Today’s education students have a wealth of opportunities available in an economy that is increasingly emphasizing new types of education and new types of schools, making education degree concentrations an area of intense debate. Many future educators want to know which areas of the industry are growing the fastest so that they can specialize their degree to accommodate the most active parts of this new education economy. The good news for those students is that they have several excellent choices when it comes to specializing their skills and increasing their chances of landing a rewarding, enriching position at the head of a classroom.
A concentration in special education is one of the best choices today’s students can make if they wish to get the best value out of their education program. In recent years, a long list of new regulations has required most public and charter schools to have highly specialized, special education professionals who can meet the needs of both gifted and learning disabled students at all grade levels. The special education coursework at most universities therefore focuses more heavily on developmental psychology, teaching gifted learners, and special accommodations in the classroom. Graduates will often be hired either as co-teachers who work alongside other educators, or as leaders of their own classrooms that focus on specialized content.
Another great way to maximize the value of a degree in education is to specialize it in a STEM content area. STEM, which stands for science, technology, engineering, and math, is the most concentrated area of hiring for teachers at the secondary level. High schools are increasingly funneling high-achieving students into their “STEM Academy” model high schools, where classes focus more intensively on these four fields. Students are often placed in high-level algebra classes in 9th grade, putting them on track to advance into college-level math, science, and technology courses prior to their graduation from high school. In many cases, STEM-related teaching positions also pay a premium over teaching jobs in the liberal arts and at elementary levels, giving these educators the ability to more quickly pay off the cost of their degree.
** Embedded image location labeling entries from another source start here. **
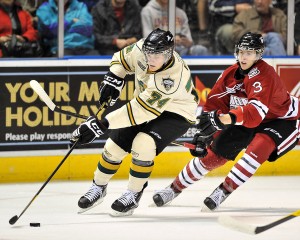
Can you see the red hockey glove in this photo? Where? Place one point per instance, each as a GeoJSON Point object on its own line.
{"type": "Point", "coordinates": [209, 123]}
{"type": "Point", "coordinates": [200, 141]}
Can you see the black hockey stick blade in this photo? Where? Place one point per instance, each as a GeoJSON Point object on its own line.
{"type": "Point", "coordinates": [235, 224]}
{"type": "Point", "coordinates": [15, 218]}
{"type": "Point", "coordinates": [184, 144]}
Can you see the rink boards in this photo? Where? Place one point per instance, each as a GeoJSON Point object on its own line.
{"type": "Point", "coordinates": [26, 156]}
{"type": "Point", "coordinates": [80, 166]}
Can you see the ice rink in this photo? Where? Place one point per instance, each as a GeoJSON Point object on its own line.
{"type": "Point", "coordinates": [260, 201]}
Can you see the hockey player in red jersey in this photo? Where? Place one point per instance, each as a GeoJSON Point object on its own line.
{"type": "Point", "coordinates": [248, 108]}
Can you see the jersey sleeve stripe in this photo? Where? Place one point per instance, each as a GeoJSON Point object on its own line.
{"type": "Point", "coordinates": [145, 106]}
{"type": "Point", "coordinates": [293, 108]}
{"type": "Point", "coordinates": [114, 62]}
{"type": "Point", "coordinates": [124, 63]}
{"type": "Point", "coordinates": [130, 114]}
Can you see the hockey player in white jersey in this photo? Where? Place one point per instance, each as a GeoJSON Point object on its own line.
{"type": "Point", "coordinates": [163, 108]}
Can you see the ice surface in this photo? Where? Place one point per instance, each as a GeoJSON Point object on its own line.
{"type": "Point", "coordinates": [260, 201]}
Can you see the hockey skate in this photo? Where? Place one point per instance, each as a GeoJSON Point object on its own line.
{"type": "Point", "coordinates": [94, 196]}
{"type": "Point", "coordinates": [127, 203]}
{"type": "Point", "coordinates": [216, 198]}
{"type": "Point", "coordinates": [164, 196]}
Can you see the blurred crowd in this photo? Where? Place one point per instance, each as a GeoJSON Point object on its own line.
{"type": "Point", "coordinates": [29, 28]}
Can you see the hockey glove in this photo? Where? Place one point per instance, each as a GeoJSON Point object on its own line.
{"type": "Point", "coordinates": [209, 123]}
{"type": "Point", "coordinates": [110, 89]}
{"type": "Point", "coordinates": [200, 141]}
{"type": "Point", "coordinates": [89, 130]}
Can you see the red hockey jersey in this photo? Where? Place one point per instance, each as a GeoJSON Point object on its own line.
{"type": "Point", "coordinates": [261, 96]}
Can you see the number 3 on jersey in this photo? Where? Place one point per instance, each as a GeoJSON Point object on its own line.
{"type": "Point", "coordinates": [257, 86]}
{"type": "Point", "coordinates": [156, 97]}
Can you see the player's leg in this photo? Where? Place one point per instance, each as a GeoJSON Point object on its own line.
{"type": "Point", "coordinates": [224, 147]}
{"type": "Point", "coordinates": [277, 138]}
{"type": "Point", "coordinates": [153, 138]}
{"type": "Point", "coordinates": [245, 167]}
{"type": "Point", "coordinates": [116, 148]}
{"type": "Point", "coordinates": [143, 153]}
{"type": "Point", "coordinates": [108, 165]}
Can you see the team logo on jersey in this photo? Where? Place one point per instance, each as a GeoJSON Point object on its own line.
{"type": "Point", "coordinates": [141, 66]}
{"type": "Point", "coordinates": [168, 83]}
{"type": "Point", "coordinates": [254, 72]}
{"type": "Point", "coordinates": [237, 101]}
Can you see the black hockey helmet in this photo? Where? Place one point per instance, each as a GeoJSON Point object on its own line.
{"type": "Point", "coordinates": [251, 41]}
{"type": "Point", "coordinates": [159, 41]}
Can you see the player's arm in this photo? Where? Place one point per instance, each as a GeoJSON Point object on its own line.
{"type": "Point", "coordinates": [147, 106]}
{"type": "Point", "coordinates": [122, 64]}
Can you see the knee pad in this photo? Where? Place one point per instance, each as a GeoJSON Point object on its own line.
{"type": "Point", "coordinates": [143, 147]}
{"type": "Point", "coordinates": [112, 152]}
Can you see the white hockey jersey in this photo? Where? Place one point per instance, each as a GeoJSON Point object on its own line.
{"type": "Point", "coordinates": [169, 89]}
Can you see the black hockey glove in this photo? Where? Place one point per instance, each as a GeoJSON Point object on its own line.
{"type": "Point", "coordinates": [209, 123]}
{"type": "Point", "coordinates": [110, 89]}
{"type": "Point", "coordinates": [200, 141]}
{"type": "Point", "coordinates": [89, 130]}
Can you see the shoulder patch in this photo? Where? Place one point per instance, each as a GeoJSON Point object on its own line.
{"type": "Point", "coordinates": [254, 72]}
{"type": "Point", "coordinates": [129, 48]}
{"type": "Point", "coordinates": [141, 65]}
{"type": "Point", "coordinates": [168, 83]}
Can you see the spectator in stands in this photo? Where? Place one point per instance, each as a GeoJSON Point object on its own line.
{"type": "Point", "coordinates": [89, 3]}
{"type": "Point", "coordinates": [155, 15]}
{"type": "Point", "coordinates": [16, 30]}
{"type": "Point", "coordinates": [117, 24]}
{"type": "Point", "coordinates": [31, 6]}
{"type": "Point", "coordinates": [78, 28]}
{"type": "Point", "coordinates": [215, 22]}
{"type": "Point", "coordinates": [264, 19]}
5-Year B.S. / M.S. Degree Programs
Another way to get an even better value out of an education degree is to consider a hybrid program that adds one year of extra coursework, but allows a student to graduate with both a B.S. and M.S. in their chosen field of education. The good news for students who graduate from a program like this is that they will typically be placed higher on the teacher pay scale in their state and they’ll leap ahead of other applicants who have not yet achieved their Master’s degree in education. In most states, a graduate degree also makes teachers eligible for permanent licensure, rather than “beginning,” or temporary licensure to teach in front of a classroom. Furthermore, teachers who have both an undergraduate and a graduate degree can seek adjunct instructor positions at community colleges that will help them add to their annual income and repay the cost of their combined degree program more quickly.
Three Great Ways to Get More Value of This Degree
Today’s savvy teachers are always looking for ways to turn their education into an opportunity to add long-term value to their careers, and there are many ways in today’s educational environment to do just that. One thing to consider is getting your general education credits from a community college, either locally or out of state. From STEM programs and special education concentrations to combined B.S. / M.S. programs in education, value can be added in some very innovative ways. This can make the pursuit of an education degree even more rewarding for aspiring teachers everywhere.